Civil and Criminal Penalties. Potential penalties for insider trading violations include (1) imprisonment for up to 20 years, (2) criminal fines of up to $5 million, and (3) civil fines of up to three times the profit gained, or loss avoided.

Company Sanctions. Failure to comply with this Insider Trading Policy may also subject you to Company-imposed sanctions, up to and including dismissal for cause, whether or not your failure to comply with this Insider Trading Policy results in a violation of law.

Certification

Directors, Officers, and certain employees of the Company are required to certify their understanding of and intent to comply with this Insider Trading Policy. A copy of the certification is enclosed with this Insider Trading Policy. The Company will notify you if you are required to sign the certification.



VERADIGM INC.


INSIDER TRADING POLICY CERTIFICATION

I,(name), have received and read a copy of the Veradigm Inc. Insider Trading Policy dated June 12, 2024. I hereby agree to comply with the specific requirements of the Insider Trading Policy in all respects during my employment or other service relationship with Veradigm Inc. or its affiliates. I understand that my failure to comply in all respects with the Insider Trading Policy is a basis for termination for cause of my employment or other service relationship with Veradigm Inc. or its affiliates.

(Signature)

(Date)




Exhibit A

Guidelines for Rule 10b5-1 Trading Plans

Capitalized terms not defined herein have the meanings ascribed to them in the Company’s Insider Trading Policy.
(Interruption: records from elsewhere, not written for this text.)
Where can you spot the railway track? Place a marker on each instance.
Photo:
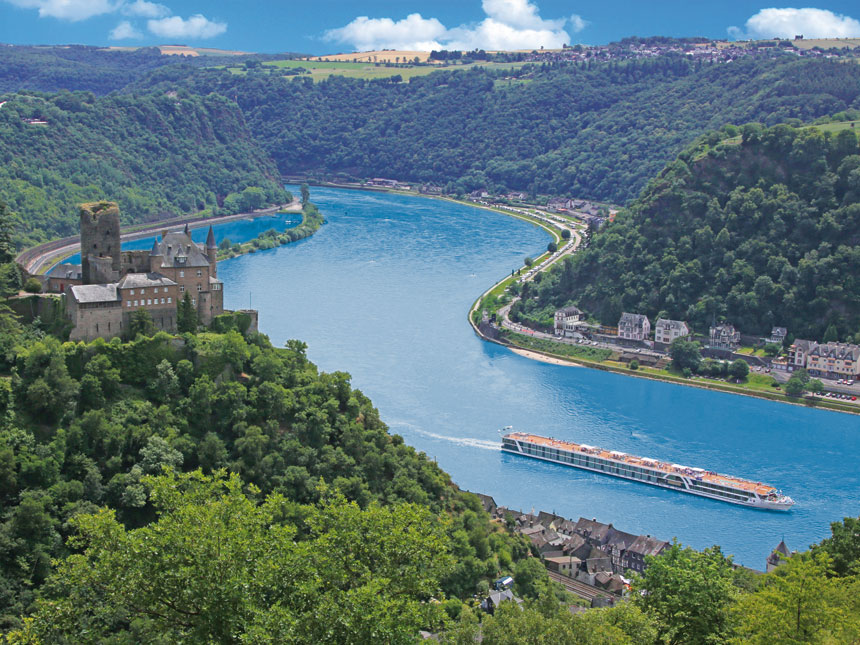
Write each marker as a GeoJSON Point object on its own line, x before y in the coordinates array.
{"type": "Point", "coordinates": [580, 588]}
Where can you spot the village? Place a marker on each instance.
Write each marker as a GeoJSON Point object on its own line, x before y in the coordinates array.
{"type": "Point", "coordinates": [591, 559]}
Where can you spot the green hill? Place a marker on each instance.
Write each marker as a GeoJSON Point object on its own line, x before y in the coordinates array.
{"type": "Point", "coordinates": [596, 130]}
{"type": "Point", "coordinates": [759, 229]}
{"type": "Point", "coordinates": [157, 155]}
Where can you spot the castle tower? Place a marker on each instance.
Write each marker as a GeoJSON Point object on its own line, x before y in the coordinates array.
{"type": "Point", "coordinates": [212, 253]}
{"type": "Point", "coordinates": [100, 246]}
{"type": "Point", "coordinates": [155, 257]}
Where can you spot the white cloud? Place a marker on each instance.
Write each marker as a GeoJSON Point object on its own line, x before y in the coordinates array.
{"type": "Point", "coordinates": [366, 34]}
{"type": "Point", "coordinates": [197, 26]}
{"type": "Point", "coordinates": [788, 22]}
{"type": "Point", "coordinates": [144, 9]}
{"type": "Point", "coordinates": [124, 31]}
{"type": "Point", "coordinates": [509, 24]}
{"type": "Point", "coordinates": [72, 10]}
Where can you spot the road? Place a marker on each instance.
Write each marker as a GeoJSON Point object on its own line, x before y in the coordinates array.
{"type": "Point", "coordinates": [34, 260]}
{"type": "Point", "coordinates": [580, 588]}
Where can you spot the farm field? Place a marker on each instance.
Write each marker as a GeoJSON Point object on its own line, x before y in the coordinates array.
{"type": "Point", "coordinates": [322, 69]}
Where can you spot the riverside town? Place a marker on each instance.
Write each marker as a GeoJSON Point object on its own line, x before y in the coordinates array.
{"type": "Point", "coordinates": [274, 301]}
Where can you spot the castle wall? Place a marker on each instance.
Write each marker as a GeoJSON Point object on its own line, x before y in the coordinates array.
{"type": "Point", "coordinates": [134, 262]}
{"type": "Point", "coordinates": [100, 270]}
{"type": "Point", "coordinates": [94, 320]}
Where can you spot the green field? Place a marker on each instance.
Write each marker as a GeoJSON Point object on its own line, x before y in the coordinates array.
{"type": "Point", "coordinates": [833, 128]}
{"type": "Point", "coordinates": [320, 70]}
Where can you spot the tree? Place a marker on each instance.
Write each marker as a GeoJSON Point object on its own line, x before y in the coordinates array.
{"type": "Point", "coordinates": [688, 594]}
{"type": "Point", "coordinates": [186, 315]}
{"type": "Point", "coordinates": [795, 386]}
{"type": "Point", "coordinates": [799, 603]}
{"type": "Point", "coordinates": [685, 354]}
{"type": "Point", "coordinates": [32, 285]}
{"type": "Point", "coordinates": [843, 546]}
{"type": "Point", "coordinates": [141, 323]}
{"type": "Point", "coordinates": [220, 566]}
{"type": "Point", "coordinates": [739, 369]}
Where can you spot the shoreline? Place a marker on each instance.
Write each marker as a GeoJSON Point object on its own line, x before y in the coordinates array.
{"type": "Point", "coordinates": [37, 260]}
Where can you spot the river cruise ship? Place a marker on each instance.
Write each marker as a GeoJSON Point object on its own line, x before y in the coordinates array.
{"type": "Point", "coordinates": [695, 481]}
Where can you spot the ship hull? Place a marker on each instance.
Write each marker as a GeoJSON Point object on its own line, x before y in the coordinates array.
{"type": "Point", "coordinates": [680, 484]}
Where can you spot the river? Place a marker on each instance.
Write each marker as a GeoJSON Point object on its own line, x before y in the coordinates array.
{"type": "Point", "coordinates": [382, 291]}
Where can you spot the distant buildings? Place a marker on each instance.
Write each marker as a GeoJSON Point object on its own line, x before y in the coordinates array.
{"type": "Point", "coordinates": [665, 331]}
{"type": "Point", "coordinates": [634, 327]}
{"type": "Point", "coordinates": [724, 336]}
{"type": "Point", "coordinates": [827, 360]}
{"type": "Point", "coordinates": [112, 285]}
{"type": "Point", "coordinates": [567, 319]}
{"type": "Point", "coordinates": [777, 335]}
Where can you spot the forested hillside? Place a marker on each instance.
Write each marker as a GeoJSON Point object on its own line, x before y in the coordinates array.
{"type": "Point", "coordinates": [75, 67]}
{"type": "Point", "coordinates": [597, 131]}
{"type": "Point", "coordinates": [759, 229]}
{"type": "Point", "coordinates": [157, 155]}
To be effective, a Rule 10b5-1 trading plan must:

1.
Include representations certifying that (a) you are not aware of material nonpublic information at the time of adoption and (b) you are entering into the plan in good faith, and not as part of a plan or scheme to shield trades that would otherwise be considered violations of the insider trading laws;1
2.
Specify the beginning and end dates for the Rule 10b5-1 trading plan;
3.
Specify either (a) the amount and price of the Company Securities to be purchased or sold and the dates for such purchases or sales or (b) a formula that determines the amount and price of the Company Securities to be purchased or sold and the dates for such purchases or sales;
4.
Be established only during when you are not subject to a blackout period;
5.
Be put in place only at a broker acceptable to the Company’s General Counsel;
6.
Be reviewed by the Company’s General Counsel before the Rule 10b5-1 trading plan is put in place;
7.
Be subsequently modified only during an open trading window (i.e., not when you are subject to a blackout period) and with approval from the Company’s General Counsel;
8.
If modified, meet all requirements of a newly adopted plan, as if adopted on the date of modification;
9.
If terminated before the end of its term and a new plan is put into place, be implemented only during an open trading window (i.e., not when you are subject to a blackout period) unless an exception is otherwise approved in advance by the Company’s General Counsel;
10.
Comply with the following “cooling-off” periods:

a. For the Company’s directors and Officers, provide that no trade under a Rule 10b5-1 trading plan may occur until the later of (i) the 91st day after the adoption of the plan or (ii) the third business day after the filing date of the Company’s Form 10-Q (or Form 10-K for any plan executed during the fourth fiscal quarter) for the fiscal quarter in which the plan was adopted, up to a maximum of 120 days after adoption of the plan; or

b. For other insiders, provide that no trade may occur until the 31st day after the adoption of the Rule 10b5-1 trading plan;

11.
Be the sole outstanding Rule 10b5-1 trading plan for such insider, unless an exception is approved in advance by the Company’s General Counsel, after evaluating whether any such additional plan would be permitted by Rule 10b5-1; and
12.
Be, if such Rule 10b5-1 trading plan is a single-trade plan, the sole single-trade plan within any consecutive 12-month period.

Additionally, the Company requires that you act in good faith with respect to the Rule 10b5-1 plan for the entire duration of the plan.